Perhaps even better than bonds are high-quality, dividend-paying stocks. Global dividend portfolios may also be desirable for their ability to pay higher dividends over time. Holman points out that foreign companies are more inclined to pay higher dividends than those in the U.S., because the focus here is share price and appreciation, rather than what is being distributed to shareholders. For this reason, the portfolio should include some global dividend-yielding investments.
Helping participants carve out a spending policy is a good discussion to have, Holman feels. People have two choices, one that is a lifestyle spending policy in which the investor withdraws a set sum of money each year, increasing every year by the rate of inflation. This is not as good as an endowment spending policy, she observes, adding, “You want the money to last as long as possible.”
Spending RatesThe first step is to decide on a spending rate, for example, 5% of a $1 million portfolio. Every year, the investor bases an annual spending amount on 90% of the previous year’s amount, with a small percentage of the current value of the portfolio added on. The benefit of this approach is that the investor is managing withdrawal amounts in a disciplined way. “You don’t just take 5% of the whole portfolio,” Holman explains. “It reflects to some extent the value of the underlying portfolio, and injects discipline for what you have to do when the portfolio is down.”
On the softer side, Holman suggests bringing in speakers to address participants on the actual life that they can live in retirement. Richard Leider, author of books about living with purpose, and AARP’s Life Reimagined website are two possibilities, Holman says.

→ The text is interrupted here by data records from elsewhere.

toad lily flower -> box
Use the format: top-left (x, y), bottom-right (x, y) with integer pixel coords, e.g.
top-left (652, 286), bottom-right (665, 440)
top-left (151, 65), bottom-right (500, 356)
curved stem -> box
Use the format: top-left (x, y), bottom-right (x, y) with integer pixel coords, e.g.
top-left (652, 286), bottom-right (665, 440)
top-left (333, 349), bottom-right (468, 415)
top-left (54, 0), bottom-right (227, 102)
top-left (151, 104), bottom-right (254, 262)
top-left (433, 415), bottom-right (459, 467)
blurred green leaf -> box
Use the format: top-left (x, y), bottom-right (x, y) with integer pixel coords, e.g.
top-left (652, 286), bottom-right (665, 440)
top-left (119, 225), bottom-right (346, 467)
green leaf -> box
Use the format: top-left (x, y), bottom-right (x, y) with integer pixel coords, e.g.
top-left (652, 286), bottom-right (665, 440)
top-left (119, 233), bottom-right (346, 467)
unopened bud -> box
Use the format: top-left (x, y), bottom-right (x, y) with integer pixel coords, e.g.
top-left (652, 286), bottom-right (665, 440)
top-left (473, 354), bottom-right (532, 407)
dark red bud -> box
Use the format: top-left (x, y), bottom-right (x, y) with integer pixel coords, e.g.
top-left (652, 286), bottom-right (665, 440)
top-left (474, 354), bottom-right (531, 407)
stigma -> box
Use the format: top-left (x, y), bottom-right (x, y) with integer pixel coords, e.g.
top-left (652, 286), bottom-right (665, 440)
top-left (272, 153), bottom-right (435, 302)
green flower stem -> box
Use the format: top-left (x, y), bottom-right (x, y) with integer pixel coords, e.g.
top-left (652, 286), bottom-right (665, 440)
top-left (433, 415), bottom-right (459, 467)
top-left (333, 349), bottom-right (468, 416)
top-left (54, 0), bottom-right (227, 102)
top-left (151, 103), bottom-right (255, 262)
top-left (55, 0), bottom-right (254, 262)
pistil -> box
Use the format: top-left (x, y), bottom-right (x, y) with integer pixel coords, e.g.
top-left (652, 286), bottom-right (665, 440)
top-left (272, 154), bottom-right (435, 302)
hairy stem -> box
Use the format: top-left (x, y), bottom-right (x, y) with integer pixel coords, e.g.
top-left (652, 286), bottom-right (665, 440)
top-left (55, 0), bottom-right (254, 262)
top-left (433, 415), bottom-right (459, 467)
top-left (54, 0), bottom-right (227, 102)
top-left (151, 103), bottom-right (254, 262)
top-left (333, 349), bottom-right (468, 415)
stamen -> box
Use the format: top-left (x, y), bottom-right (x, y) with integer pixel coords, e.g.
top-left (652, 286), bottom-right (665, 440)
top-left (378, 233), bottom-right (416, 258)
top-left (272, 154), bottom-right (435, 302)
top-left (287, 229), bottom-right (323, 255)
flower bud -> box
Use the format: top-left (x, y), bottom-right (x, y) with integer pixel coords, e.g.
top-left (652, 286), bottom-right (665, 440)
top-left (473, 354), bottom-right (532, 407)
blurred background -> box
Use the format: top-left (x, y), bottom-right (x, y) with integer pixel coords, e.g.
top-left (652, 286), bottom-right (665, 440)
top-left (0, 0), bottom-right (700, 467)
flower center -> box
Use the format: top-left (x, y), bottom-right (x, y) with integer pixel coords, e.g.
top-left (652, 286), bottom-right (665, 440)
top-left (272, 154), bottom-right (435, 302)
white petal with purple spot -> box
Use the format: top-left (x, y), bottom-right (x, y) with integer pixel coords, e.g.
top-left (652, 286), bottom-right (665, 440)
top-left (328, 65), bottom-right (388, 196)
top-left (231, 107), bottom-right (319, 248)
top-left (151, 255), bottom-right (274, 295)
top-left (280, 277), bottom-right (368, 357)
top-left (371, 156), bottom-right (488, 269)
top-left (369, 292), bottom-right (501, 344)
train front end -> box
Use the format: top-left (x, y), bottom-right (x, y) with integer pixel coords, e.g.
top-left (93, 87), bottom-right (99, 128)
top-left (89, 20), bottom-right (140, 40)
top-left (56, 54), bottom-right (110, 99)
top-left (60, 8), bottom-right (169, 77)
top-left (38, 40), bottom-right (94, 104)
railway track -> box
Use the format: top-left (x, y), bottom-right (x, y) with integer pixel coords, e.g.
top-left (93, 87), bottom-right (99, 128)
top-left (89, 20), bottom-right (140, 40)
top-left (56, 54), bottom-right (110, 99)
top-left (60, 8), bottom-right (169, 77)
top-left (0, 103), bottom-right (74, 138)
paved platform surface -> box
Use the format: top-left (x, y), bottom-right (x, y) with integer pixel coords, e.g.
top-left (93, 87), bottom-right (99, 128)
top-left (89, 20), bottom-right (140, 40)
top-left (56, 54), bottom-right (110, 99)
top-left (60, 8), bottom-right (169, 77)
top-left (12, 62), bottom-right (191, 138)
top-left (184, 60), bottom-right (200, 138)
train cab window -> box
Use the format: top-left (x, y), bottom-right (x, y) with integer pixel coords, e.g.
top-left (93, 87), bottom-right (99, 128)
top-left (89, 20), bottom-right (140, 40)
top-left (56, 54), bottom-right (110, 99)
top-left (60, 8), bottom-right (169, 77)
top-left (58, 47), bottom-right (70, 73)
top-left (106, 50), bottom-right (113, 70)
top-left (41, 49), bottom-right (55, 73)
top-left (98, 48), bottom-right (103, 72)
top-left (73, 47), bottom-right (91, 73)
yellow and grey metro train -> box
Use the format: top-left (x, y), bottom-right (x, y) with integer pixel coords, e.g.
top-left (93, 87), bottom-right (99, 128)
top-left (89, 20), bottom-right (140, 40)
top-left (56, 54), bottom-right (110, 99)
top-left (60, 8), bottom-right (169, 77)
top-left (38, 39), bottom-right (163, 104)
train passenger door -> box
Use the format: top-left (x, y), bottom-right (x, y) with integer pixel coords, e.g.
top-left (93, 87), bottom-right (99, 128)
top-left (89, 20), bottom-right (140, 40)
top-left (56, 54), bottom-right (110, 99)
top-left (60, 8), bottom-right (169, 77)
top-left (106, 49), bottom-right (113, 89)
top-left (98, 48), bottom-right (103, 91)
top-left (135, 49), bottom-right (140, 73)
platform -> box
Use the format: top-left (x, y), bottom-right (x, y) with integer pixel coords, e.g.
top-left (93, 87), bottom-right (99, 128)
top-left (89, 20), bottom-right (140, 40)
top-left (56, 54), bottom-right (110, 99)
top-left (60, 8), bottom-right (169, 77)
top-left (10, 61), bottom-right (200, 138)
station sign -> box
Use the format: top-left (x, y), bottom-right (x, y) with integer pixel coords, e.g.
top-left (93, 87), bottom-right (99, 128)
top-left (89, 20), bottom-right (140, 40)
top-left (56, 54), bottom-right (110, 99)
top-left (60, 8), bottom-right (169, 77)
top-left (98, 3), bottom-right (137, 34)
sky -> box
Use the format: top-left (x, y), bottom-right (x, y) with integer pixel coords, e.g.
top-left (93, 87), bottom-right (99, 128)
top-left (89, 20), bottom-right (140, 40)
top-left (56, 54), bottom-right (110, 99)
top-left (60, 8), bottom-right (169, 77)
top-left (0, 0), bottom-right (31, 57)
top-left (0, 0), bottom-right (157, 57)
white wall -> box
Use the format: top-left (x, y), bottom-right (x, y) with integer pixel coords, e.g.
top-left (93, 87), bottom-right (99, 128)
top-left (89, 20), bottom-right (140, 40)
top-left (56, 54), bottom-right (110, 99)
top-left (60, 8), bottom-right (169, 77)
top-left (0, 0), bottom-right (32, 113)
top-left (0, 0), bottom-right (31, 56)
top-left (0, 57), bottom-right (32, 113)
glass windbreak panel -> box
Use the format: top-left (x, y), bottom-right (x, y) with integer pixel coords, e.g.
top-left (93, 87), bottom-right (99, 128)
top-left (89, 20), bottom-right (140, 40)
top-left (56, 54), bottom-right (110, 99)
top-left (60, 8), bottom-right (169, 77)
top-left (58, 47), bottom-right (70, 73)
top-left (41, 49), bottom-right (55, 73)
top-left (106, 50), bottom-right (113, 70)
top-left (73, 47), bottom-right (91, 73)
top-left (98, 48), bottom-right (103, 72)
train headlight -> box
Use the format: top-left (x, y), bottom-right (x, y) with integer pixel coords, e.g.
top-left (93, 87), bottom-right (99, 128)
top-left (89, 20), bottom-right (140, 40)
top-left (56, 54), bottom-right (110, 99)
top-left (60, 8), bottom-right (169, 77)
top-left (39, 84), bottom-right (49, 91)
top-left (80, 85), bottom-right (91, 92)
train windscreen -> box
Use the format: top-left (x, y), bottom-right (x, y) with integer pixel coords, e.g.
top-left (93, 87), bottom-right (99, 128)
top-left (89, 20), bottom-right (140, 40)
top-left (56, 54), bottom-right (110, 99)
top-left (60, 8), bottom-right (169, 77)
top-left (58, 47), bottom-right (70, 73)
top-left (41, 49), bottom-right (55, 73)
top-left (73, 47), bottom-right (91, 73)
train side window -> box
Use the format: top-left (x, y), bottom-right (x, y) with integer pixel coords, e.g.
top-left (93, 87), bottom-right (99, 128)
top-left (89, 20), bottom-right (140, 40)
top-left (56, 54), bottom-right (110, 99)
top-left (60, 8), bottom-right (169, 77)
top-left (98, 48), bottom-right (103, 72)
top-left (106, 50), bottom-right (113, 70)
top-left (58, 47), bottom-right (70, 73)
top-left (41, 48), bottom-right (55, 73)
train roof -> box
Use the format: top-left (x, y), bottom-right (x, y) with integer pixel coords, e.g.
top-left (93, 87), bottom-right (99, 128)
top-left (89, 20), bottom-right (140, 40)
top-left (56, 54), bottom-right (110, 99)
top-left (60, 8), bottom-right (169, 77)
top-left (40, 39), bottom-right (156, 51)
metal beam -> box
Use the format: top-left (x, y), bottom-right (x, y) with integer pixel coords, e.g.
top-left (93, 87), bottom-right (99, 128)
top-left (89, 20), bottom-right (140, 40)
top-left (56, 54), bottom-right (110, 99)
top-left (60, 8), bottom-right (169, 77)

“If you’re going to incorporate a discussion of longevity into what you’re talking to plan participants about, it has to be holistic,” Holman says. Some of the factors may be positive and tangible, such as the impact and effect an individual can have on others, with a library of information to draw on, to give back to society more broadly. Or people might be one of multiple generations of a family alive at the same time—giving a chance to serve and support younger generations.
The retirement business is easier when it just requires the services of an actuary, Holman says, but then the retirement investor’s soul is left out of the equation. “You can’t quantify quality of life and things like purpose,” she says. The financial services industry has concentrated on the nuts and bolts of investing. Such things as the value of starting early, compounding and time horizons have dominated the discussion, but longevity represents the more human aspects of retirement. “It’s not just a financial equation,” she says. “It’s also about helping people think consciously about what these dollars can mean in terms of their futures.”
Holman advises avoiding a single focus on numbers only, with a view toward raising participation rates. “If folks talked to their plan sponsor clients about bringing these other things into the discussion, I wouldn’t be surprised if plan participation rates increased, if done in a strategic and thoughtful manner,” she says. As people learn in different ways, by reading or watching videos, plan sponsors should use whatever communication tools will best reach participants to help them see the importance of thinking about the whole longevity puzzle.
The growing awareness of increased lifespans is pushing people to look beyond the money and ask how they’d like to live that part of their life. “I think the longevity discussion brings these choices into the equation,” Holman says. The numbers say we are likely to live longer—it’s just a reality.”